Uma mulher em pedaços ...
Sean (Shia LaBeouf), um construtor civil com apetência para pontes, conta à sua amante em tom de confissão a história da terceira maior ponte suspensa dos EUA, a de Tacoma, e como esta misteriosamente desabou. Segundo ele, após ter verificado toda a estrutura, cabos, pilares, condições atmosféricas, a razão encontrada para a queda foi a ressonância, a energia armazenada que se manifesta de forma natural. Este pedaço de monólogo, aparentemente sem sentido, invoca-se como uma metáfora arquitetónica das “pontes” e as suas vitalidades nas relações afetivas.
No caso de Sean, a relação com a sua mulher Martha (Vanessa Kirby) está prestes a desmoronar-se. Ao espectador é evidente esse gradualmente afastamento entre as duas margens, até porque a ressonância aí encontrada é a de um sonho desvanecido, o de constituir família, que ficou comprometida com uma tragédia. Tal como a personagem de LaBeouf, o húngaro Kornél Mundruczó é um realizador de capacidades dramaturgas com apetência por outras “pontes”, neste caso as dos ensaios performativos, com a intenção de causar uma espécie do "teatro do real".

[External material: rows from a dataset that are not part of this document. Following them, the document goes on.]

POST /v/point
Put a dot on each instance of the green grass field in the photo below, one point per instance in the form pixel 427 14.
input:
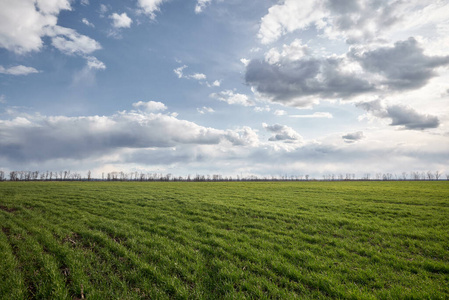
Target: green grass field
pixel 233 240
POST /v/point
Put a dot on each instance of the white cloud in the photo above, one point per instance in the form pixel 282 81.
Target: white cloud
pixel 22 25
pixel 150 106
pixel 18 70
pixel 150 7
pixel 280 112
pixel 71 42
pixel 198 76
pixel 353 137
pixel 326 115
pixel 289 16
pixel 233 98
pixel 205 110
pixel 216 83
pixel 201 5
pixel 262 109
pixel 39 138
pixel 282 133
pixel 293 52
pixel 103 9
pixel 87 23
pixel 400 115
pixel 94 63
pixel 245 61
pixel 120 21
pixel 87 75
pixel 354 21
pixel 179 71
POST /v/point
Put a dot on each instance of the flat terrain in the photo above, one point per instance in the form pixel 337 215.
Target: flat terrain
pixel 213 240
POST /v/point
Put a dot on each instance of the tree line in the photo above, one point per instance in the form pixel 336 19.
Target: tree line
pixel 140 176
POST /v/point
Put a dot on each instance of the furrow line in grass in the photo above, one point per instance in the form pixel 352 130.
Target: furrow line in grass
pixel 12 284
pixel 40 270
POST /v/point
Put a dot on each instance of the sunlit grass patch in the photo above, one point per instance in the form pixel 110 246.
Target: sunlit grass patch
pixel 131 240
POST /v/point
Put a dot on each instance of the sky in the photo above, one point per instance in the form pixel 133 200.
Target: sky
pixel 264 88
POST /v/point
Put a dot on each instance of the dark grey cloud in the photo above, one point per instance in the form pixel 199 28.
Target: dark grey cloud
pixel 404 65
pixel 400 115
pixel 353 137
pixel 288 81
pixel 40 138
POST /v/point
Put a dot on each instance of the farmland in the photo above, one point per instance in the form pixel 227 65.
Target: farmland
pixel 209 240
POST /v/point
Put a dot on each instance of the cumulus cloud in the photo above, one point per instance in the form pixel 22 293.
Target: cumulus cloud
pixel 150 7
pixel 289 16
pixel 120 21
pixel 201 5
pixel 94 63
pixel 355 21
pixel 87 23
pixel 18 70
pixel 41 138
pixel 296 78
pixel 400 115
pixel 230 97
pixel 280 112
pixel 150 106
pixel 295 51
pixel 282 133
pixel 404 66
pixel 319 114
pixel 71 42
pixel 353 137
pixel 205 110
pixel 292 82
pixel 196 76
pixel 23 23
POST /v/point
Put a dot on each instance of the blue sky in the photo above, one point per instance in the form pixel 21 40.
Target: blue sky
pixel 267 88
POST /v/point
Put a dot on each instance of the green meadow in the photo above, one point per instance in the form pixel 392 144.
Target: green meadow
pixel 224 240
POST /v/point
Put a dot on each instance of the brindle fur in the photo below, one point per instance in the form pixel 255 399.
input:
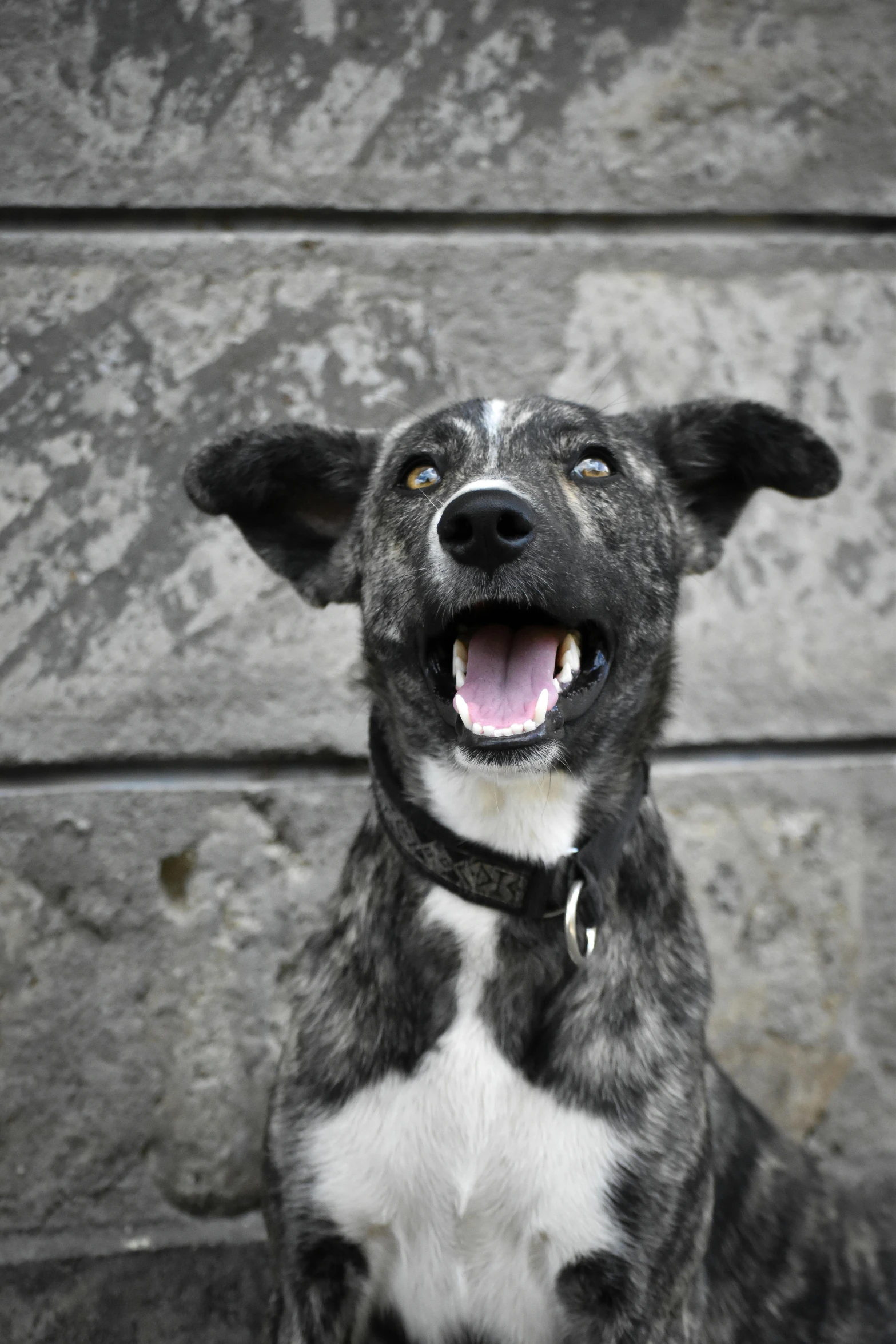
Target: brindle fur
pixel 734 1233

Obviamente que a encenação, essa farsa ficcional, é o seu trabalho de compostura, mas o que prevalecem são os seus gestos de representação para com essa realidade, através do seu mundo (Mundruczó navega entre o cinema e o teatro) e das ditas e artísticas instalações. Neste caso, o atrativo é a sensação simulada de um parto e toda a agonia trazida por esse trabalho doloroso e demorado, rompido por uma luz de alegria e, subitamente, choque, pânico e luto.
Nesta cena sem cortes e com uma câmara empenhada em captar os momentos num jeito guerrilheiro e aflito, Vanessa Kirby, atriz que o grande público reconhecerá pela interpretação da Princesa Margarida nas duas primeiras temporadas de "The Crown" e das andanças de "Mission Impossible: Fallout" e “Hobbs & Shaw”, impõe-se silenciosamente e torna-se na força motora desta situação extrema. De tal forma que o resto da narrativa ambiciona pela sua dor, muda, incompreensível e oculta.
“Pieces of a Woman” é um claro primo cinematográfico de um "Who 's Afraid of Virginia Woolf?” (Mike Nichols, 1966) ou “Blue Valentine” (Derek Cianfrance, 2010). Tal como estes, é um filme sobre rupturas e desejos passados e convertidos em ódios impagáveis. Não sendo um exemplar pleno e consciente do sofrimento que causa às suas personagens (por diversas vezes cede aos lugares melodramáticos de cordel ou da fácil comoção, como a vulgarização do Holocausto, inglória temática para servir uma potente Ellen Burstyn), Kornél Mundruczó consegue em meias estações erguer a sua ponte. E nela, a ressonância, essa força, manifesta-se independente e vigorosa.